Cuando yo estaba trabajando en el extranjero, allí nos ven a los españoles como si todavía Franco estuviera vivo; la leyenda negra sigue muy presente. Y entonces dicen: «no, es que en realidad los jueces instructores son inquisidores». Mire usted, los jueces instructores de España existen en muy pocos países: aquí el delito se investiga por una autoridad judicial independiente.
¿Que eso recuerda a la Inquisición? Pues me parece muy bien. Se acabó, basta ya de complejos. Porque el juez instructor actual es, sobre todo, un garante de los derechos fundamentales y de las libertades. Lo único que ocurre es que investiga la verdad de forma independiente. Los fiscales no son independientes: son autónomos, dependen del Gobierno.
¿Qué pasa entonces? Que si la investigación criminal depende de la política, no van a llegar a juicio determinados asuntos que pueden ser comprometidos para ciertos poderes. Te dicen: «el juicio será imparcial». Yo no lo dudo. El problema es que no va a llegar a juicio. Ahí está la clave, y ese es el problema que yo veo.

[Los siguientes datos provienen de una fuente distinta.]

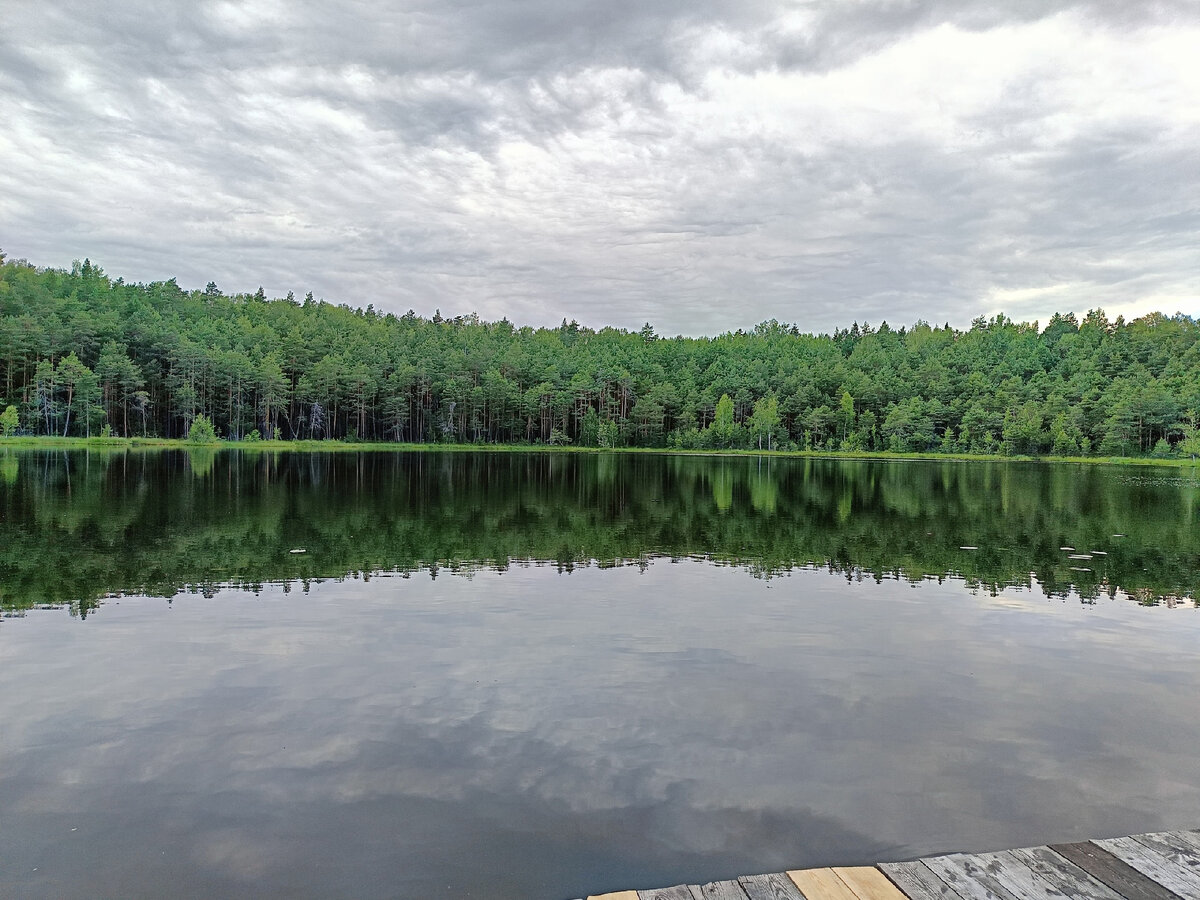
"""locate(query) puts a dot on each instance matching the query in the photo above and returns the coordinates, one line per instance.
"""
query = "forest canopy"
(83, 354)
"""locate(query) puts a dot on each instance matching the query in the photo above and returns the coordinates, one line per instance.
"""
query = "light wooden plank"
(1119, 875)
(1191, 839)
(918, 881)
(969, 876)
(821, 885)
(1174, 846)
(868, 882)
(679, 892)
(1055, 876)
(769, 887)
(719, 891)
(1155, 865)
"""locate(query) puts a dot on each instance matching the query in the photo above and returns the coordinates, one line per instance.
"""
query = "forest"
(84, 354)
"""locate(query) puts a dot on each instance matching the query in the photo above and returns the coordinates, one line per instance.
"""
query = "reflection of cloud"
(682, 723)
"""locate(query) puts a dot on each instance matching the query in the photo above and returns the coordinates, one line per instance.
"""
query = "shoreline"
(339, 447)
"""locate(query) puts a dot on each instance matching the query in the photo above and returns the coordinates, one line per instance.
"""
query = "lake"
(543, 676)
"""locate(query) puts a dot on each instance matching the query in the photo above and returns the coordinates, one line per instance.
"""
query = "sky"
(700, 165)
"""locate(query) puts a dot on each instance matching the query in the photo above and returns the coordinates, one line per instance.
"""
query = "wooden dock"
(1164, 865)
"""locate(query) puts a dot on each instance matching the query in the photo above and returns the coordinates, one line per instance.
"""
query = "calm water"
(522, 676)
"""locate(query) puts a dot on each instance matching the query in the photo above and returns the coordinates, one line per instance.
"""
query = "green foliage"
(1191, 443)
(202, 431)
(83, 351)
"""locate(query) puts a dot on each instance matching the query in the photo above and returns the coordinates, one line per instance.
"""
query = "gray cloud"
(699, 165)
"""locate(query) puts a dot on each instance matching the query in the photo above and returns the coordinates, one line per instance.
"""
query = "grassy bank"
(327, 447)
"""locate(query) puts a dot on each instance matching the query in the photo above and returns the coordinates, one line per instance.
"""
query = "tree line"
(82, 354)
(76, 527)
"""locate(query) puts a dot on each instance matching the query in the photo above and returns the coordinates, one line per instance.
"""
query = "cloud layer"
(701, 165)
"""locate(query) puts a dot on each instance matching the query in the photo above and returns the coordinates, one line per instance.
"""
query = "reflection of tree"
(202, 460)
(81, 526)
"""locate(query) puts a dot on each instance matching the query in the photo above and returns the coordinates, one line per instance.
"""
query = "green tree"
(202, 431)
(765, 419)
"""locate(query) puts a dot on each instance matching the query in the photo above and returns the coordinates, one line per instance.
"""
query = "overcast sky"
(702, 165)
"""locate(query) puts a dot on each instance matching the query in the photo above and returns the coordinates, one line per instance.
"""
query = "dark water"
(522, 676)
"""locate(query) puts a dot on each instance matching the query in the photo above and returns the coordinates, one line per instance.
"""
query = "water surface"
(505, 676)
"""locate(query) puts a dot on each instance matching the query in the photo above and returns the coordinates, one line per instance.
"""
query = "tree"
(723, 432)
(845, 414)
(202, 431)
(765, 419)
(1188, 447)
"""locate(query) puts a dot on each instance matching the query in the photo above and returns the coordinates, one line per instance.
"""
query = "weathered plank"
(967, 876)
(679, 892)
(769, 887)
(918, 881)
(1119, 875)
(1173, 845)
(868, 882)
(821, 885)
(1191, 839)
(1055, 876)
(719, 891)
(1155, 865)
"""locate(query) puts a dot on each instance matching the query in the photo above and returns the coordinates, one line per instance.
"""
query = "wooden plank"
(679, 892)
(1174, 846)
(969, 877)
(1191, 839)
(1056, 876)
(1155, 865)
(821, 885)
(918, 881)
(868, 882)
(719, 891)
(1119, 875)
(1011, 874)
(769, 887)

El juez instructor actual es, sobre todo, un garante de los derechos fundamentales y de las libertades. Lo único que ocurre es que investiga la verdad de forma independiente.
Imagínense: ¿ustedes creen sinceramente que, con gente como José Luis Ábalos, o como el secretario general del PSOE de Extremadura —que me parece que ha llegado a unos límites absolutamente inaceptables—, si esa gente pudiera influir en la investigación criminal, se descubrirían las cosas? Unos jueces independientes y una policía independiente son la garantía para que los ciudadanos puedan dormir tranquilos y para que no haya impunidad. Y lo digo y lo repito.
— Sin embargo, los motivos que se dan para una nueva Ley de Enjuiciamiento Criminal no aluden tanto a la independencia del fiscal o del Ministerio Fiscal, sino a su profesionalización, ¿no?
— Bueno, ¿es que los jueces no son profesionales? Todo esto es… no doy crédito. Somos tan profesionales como los fiscales, como cualquiera.
— Desmónteme los motivos que da el Gobierno para esa nueva Ley de Enjuiciamiento Criminal.
— Vamos a ver. Lo primero que se dice es que esto se hace en todo el mundo. Bueno, eso no es verdad. Hay otros países donde también existen jueces instructores, como Francia, Bélgica o Bulgaria. Pero, incluso aunque fuera cierto, ¿qué pasa? ¿Es que nosotros no podemos hacer las cosas mejor? España es uno de los países con menos delincuencia, con mejores redes de transporte público, con una sanidad de alto nivel. ¿Por qué no vamos a poder presumir también de un sistema de investigación criminal que sea de los mejores del mundo?
Luego dicen: no, mire usted, es que la investigación sería más rápida porque los fiscales están más especializados. Claro, si se les da más medios a los fiscales, evidentemente lo harán más rápido. Pero si se nos dan más medios a los jueces, también lo haremos más rápido. Después añaden que el juez tiene un ámbito territorial muy reducido, el partido judicial, que hoy resulta pequeño porque la delincuencia es transnacional, opera más allá de las fronteras, hay mafias internacionales. Y entonces se dice que ese juez instructor «pequeñito» servía para la delincuencia del siglo XIX: el que robaba gallinas, el que mataba al amante de su mujer… una justicia rural. Pero ahora hablamos de pornografía infantil, tráfico de drogas, bitcoin, criptomonedas, y claro, se presenta al juez instructor como un anacronismo.
La solución que proponen es una fiscalía con estructura nacional, más flexible, capaz de crear grupos específicos para investigar determinados delitos. Muy bien. Pero yo pregunto: ¿por qué no se puede hacer exactamente lo mismo con los jueces? La Audiencia Nacional, por ejemplo, tiene competencia en todo el territorio nacional. Es decir, esas críticas afectan a la estructura y a la organización de la justicia, pero no tienen nada que ver con que quien investigue sea un juez o sea un fiscal.
El argumento quizá más importante —y el que asumen muchos técnicos juristas que no están vendidos— es el de la independencia. El problema es que el juez es independiente y, como tal, no puede recibir órdenes. Los fiscales, en cambio, no son independientes: son autónomos. Tienen una estructura jerárquica y desde la cúpula se puede planificar la investigación criminal. Funciona casi como un ejército: hay un fiscal general, un fiscal jefe, y se puede mandar a fiscales a «combatir» en determinadas áreas donde se considere más necesaria la lucha contra la delincuencia, dándoles órdenes concretas.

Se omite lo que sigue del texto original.